Now new political constructs are being created in the Near East. This concerns in particular Iraq, a country where changes in regime always have been bloody. But civil wars are also going on in Lebanon and in Palestine. King Abdullah of Jordan, one of the best peacemakers in the Near East, has warned about this. In his evaluation of the situation surrounding the Holy Land, Palestine and Israel, he very correctly observed once in Davos that two peoples, the Jews and the Arabs, are committing mutual suicide. In place of secular and moderate regimes, hard-line fundamentalists are striving to take power. Also in Davos, the former head of intelligence of Saudi Arabia gave what I think is a proper characterization of fundamentalists as a sect, with the psychological features of sectarianism - from charismatic leaders to mindless extremism. I think that in all the instances mentioned above, the application of more universal parallels and definitions would enable people to correctly understand the situation. These are universal matters, not just local matters. And the situation is terrifying.

I think we should address ourselves to the Near East and to our cultural mission. After these decades, while people in the Near East still remember Russian influence; while there are still people who speak Russian and look hopefully to Russia and to Russian culture. There are ways by which we can calmly make a return to this land. For example, an exhibition of young artists from a number of different countries was just held in Cairo. There were representatives coming from America, Australia and everywhere in between. Only Russia did not take part. I was invited to be honorary chairman of the biennale together with one of Egypt's oldest artists. This was done not just to mark the presence of an Arabic scholar or director of Russia's largest museum, but in a show of regard for our country. This demonstrates the feelings of the friends Russia has.

At about this time, the fortieth anniversary of the opening of the Russian cultural center in Cairo was celebrated.
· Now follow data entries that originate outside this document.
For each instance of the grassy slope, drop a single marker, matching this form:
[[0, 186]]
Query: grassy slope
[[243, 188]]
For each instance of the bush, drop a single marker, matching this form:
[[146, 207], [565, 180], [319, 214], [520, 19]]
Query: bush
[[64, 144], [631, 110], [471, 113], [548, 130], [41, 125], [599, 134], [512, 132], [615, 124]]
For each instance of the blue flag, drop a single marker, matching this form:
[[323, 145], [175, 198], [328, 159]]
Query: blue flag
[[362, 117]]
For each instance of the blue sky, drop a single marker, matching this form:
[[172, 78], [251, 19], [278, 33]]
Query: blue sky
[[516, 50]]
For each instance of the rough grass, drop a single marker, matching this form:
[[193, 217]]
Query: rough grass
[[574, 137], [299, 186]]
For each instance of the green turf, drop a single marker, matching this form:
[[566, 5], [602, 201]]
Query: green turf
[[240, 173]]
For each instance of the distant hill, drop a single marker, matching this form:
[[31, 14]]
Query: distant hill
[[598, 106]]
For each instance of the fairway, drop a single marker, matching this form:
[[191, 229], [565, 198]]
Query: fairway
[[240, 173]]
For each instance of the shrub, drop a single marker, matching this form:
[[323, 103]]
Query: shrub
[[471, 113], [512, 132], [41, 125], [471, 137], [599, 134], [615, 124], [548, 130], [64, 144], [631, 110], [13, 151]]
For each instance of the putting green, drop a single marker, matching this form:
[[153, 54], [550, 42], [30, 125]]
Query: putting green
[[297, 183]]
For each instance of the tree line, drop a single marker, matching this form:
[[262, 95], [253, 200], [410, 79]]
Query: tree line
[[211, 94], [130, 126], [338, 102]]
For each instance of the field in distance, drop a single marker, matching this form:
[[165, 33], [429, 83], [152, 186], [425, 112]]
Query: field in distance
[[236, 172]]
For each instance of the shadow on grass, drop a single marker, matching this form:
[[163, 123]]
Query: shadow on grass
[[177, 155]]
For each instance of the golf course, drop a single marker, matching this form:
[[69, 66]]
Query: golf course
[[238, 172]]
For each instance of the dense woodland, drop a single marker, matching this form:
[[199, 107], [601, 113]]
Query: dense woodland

A lot of people were there whom we had seen in the past. They shared reminiscences about the cultural presence of our country. The same feelings arise in Kuwait, where we have long had scientific and cultural links that we intend to further develop, including in the area of exhibitions. The same occurs in Abu-Dhabi, where we perhaps will participate in museum and exhibition projects.

The Near East is ready for a Russian cultural offensive and influence. We have to think this over seriously. One has to remember that our cultural exports are always successful. People need this. There is a firm basis for it and for the time being there is still a living memory of Russian culture laid down during the time of the friendship of many countries of the Near East with Russia.